Treatment should consist of replacement of fluid and electrolytes, reduced blood glucose concentrations, correction of acidosis, and identification of precipitating causes. A treatment protocol should be given in your affected dogs are

  • Intravenous fluid and electrolyte replacement, 0.9% sodium chloride, initially then alternate with lactated Ringer’s solution. 
  • You have to monitor in urine output of your dog and, if possible, central venous pressure. 
  • Insulin therapy should be given, and low-dose inulin infusion helps control the rate of infusion. 
  • Potassium supplementation is beneficial, and this treatment will be safe, providing your patient has adequate urine production.
  • Phosphate supplementation is shifting in the same way as potassium. 
  • Hypophosphatemia is only likely to occur in severe diabetic ketoacidosis. 
  • Normal saline is required in your dog if hypophosphatemia is suspected. 
  • Bicarbonate therapy is not necessarily provided; renal function has been reestablished. If you need Antibiotic treatment should be given in your pets.

2. Diabetic Cataract in Dogs. A cataract is the opacity of the lens of the dog’s eye. A cataract is the leading cause of the blindness of dogs. Diabetes is one of the main causes of cataracts in dogs.

3. Diabetic Nephropathy. Diabetes is one of the leading causes of kidney problems in dogs. The early signs of nephropathy id hyperalbuminuria ( excess albumin in urines) increase urine-protein-creatinine ration and hypertension.

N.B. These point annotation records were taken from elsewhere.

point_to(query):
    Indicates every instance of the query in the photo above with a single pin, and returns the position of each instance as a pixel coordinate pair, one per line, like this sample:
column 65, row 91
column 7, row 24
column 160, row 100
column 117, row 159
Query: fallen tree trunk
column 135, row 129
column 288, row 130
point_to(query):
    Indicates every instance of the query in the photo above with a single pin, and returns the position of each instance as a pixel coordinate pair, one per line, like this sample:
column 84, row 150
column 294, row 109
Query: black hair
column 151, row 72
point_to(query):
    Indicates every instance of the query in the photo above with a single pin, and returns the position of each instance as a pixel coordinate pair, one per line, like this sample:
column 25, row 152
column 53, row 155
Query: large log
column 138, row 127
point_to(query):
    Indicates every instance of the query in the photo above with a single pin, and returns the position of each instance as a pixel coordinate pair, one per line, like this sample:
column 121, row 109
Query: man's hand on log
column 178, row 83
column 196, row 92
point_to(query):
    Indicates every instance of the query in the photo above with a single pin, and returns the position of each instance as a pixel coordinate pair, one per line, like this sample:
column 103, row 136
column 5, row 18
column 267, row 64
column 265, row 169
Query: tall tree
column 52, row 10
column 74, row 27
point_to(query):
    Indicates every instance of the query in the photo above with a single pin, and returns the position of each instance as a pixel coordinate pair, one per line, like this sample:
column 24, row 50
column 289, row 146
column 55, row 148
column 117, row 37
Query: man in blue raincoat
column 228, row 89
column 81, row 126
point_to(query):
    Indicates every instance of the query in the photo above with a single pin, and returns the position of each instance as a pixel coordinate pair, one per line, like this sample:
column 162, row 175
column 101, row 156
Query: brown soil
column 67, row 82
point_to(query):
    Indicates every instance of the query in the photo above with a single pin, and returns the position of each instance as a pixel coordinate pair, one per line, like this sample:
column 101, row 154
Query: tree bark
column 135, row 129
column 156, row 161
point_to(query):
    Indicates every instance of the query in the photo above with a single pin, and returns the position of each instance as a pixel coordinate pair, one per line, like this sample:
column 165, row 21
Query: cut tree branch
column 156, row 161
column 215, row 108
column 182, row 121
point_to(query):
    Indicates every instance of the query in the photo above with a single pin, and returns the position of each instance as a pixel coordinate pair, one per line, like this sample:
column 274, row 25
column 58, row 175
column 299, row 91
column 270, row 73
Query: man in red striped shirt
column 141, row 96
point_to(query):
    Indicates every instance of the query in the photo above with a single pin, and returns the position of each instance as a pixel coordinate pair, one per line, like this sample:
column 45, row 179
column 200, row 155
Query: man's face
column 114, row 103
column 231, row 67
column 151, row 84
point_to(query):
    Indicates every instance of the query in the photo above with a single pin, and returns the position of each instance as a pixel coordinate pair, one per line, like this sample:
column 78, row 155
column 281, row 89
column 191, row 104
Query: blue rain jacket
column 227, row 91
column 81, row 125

4. Urinary Tract Infections (UTI). Diabetes increases the incidence of UTI in dogs. The excess amount of glucose in the urine stored in the bladder acts as the incubator for the growth of bacteria. These bacteria cause hidden UTI in most diabetic dogs. You may recommend antibiotics to reduce the bacterial load in the bladder.

5. Liver Diseases. Due to diabetes, the cell cannot utilize glucose and utilize fat to meet the energy requirement. Fat metabolism increases and elevates the enzymes for fat utilization. You can differentiate by ultrasound and biopsy the primary liver disease in dogs and secondary diseases due to diabetes.

6. Hyperadrenocorticism. Cushing’s disease or hyperadrenocorticism is the result of diabetes in dogs in 20% cases. In vice versa, 10% of Cushing’s disease causes diabetes in your dogs.

Care and Management of Dogs

7. Hypothyroidism. Hypothyroidism may coincide with diabetes in dogs. Glucose intolerance causes hypoglycemia and reduces the amount of glucose in the bloodstream.

8. Mouth Problems. Diabetes increases the susceptibility of the infection in the mouth and gums. The teeth become yellowish, and excess tarter deposited in the teeth. Regular brushing (at least twice a week) reduces the teeth problems due to diabetes.

Preventive Measures of Diabetes in Dogs


Diabetes is a metabolic disease of older dogs. But the condition may appear at any age of your dog. In many cases, diabetes may be prevented, or you can reduce the incidence by taking preventive measures. The preventive tips of diabetes are:

  • Provide a balanced diet to your dogs.
  • Regularly do exercise with your dogs.
  • Regular check your dog’s health by a competent vet.
  • Reduce the risk factors of diabetes.
  • Choose a dog from less diabetic prone dog breeds.

Exercise with Dogs

Concluding Remarks


Diabetes is a widespread problem in dogs that suffers you most. As the dog becomes older, you will feel more love and affection for your lovely pet. Management techniques may reduce the risk factor. In this article, I have discussed almost all aspects of diabetes in dogs. I think this discussion will help you a lot. You can share the information with your friends.